The paper enumerates eight causes of DBMS failure as seen by an application, such as software errors in the DBMS itself, operating system errors, and so on. Number six in his list is “a network partition in a local cluster”, and number eight is “a network failure in the WAN connecting clusters together; the WAN failed and clusters can no longer all communicate with each other”. (The usual reason one would have multiple clusters connected by a WAN is for “disaster recovery”, i.e. dealing with a problem that causes an entire cluster to fail, such as power loss over all hardware on which the cluster depends.)

Number six is the crucial issue in the paper, as far as the CAP issue goes. He has two answers:

  1. In my experience, this is exceedingly rare, especially if one replicates the LAN (as Tandem did).
  2. The overwhelming majority [of local failures] cause a single node to fail, which is a degenerate case of a network partition that is easily survived by lots of algorithms.

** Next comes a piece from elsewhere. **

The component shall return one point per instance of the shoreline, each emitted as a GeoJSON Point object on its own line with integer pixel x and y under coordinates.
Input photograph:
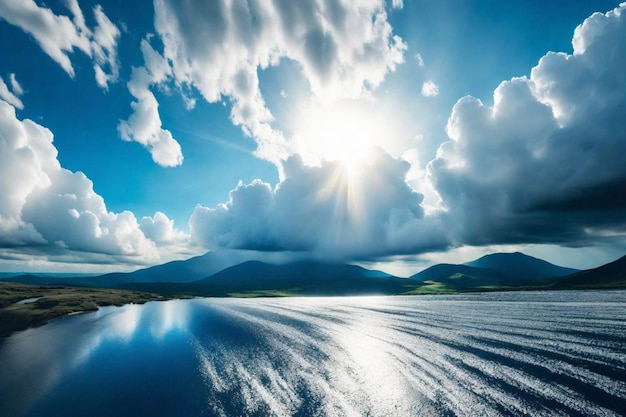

About #1, I have spent some time talking to the operations architects at ITA Software, which has run high-availability servers for many years now, and heard about their experience. It depends on what you mean by a “LAN”. If you mean a few computers connected together by an Ethernet, with redundant hardware all around, then the chance of a failure of the network itself is relatively low. However, real-world data centers with a relatively large number of servers rarely work this way. The problem is that a real network is very complicated. It depends on switches at both level 3 (routers) and level 2 (hubs). Situations can arise in which pieces of the network are mis-configured by accident; these can be hard to find due, ironically, the very redundancy that was added to avoid failures. In particular, there is no way to make any kind of guarantee about the latency within the network, nor the likelihood that a packet will make it from its source to its destination.

About #2, it would have been helpful if there were citations in the paper. It is hard to reply to such a claim without specifics. One of the techniques to deal with one server being down involved “quorums”, but they can introduce problems with high-availability.

But, more importantly, consider some of the failure modes that Amazon’s “Dynamo” highly-available key-value store is built to deal with. Suppose we have a key-value pair that resides on two servers, for high availability. Call them A1 and A2. An application changes the value of the pair, but does so at a time with A1 is down or unreachable. So the update is made to replica A2. Later, a second application reads the value associated with the key, but this time server A1 is down or unreachable, and server A2 is available. The second application might not see the new value written by the first application. I don’t know any of “lots of algorithms” that deals with this sort of scenario while providing complete consistency/correctness.

The conclusion of the paper is: “In summary, one should not throw out the C so quickly, since there are real error scenarios where CAP does not apply and it seems like a bad tradeoff in many of the other situations.” But since network-partition failures really can happen, it’s not clear that one can simply decide not to throw out the consistency/correctness criterion.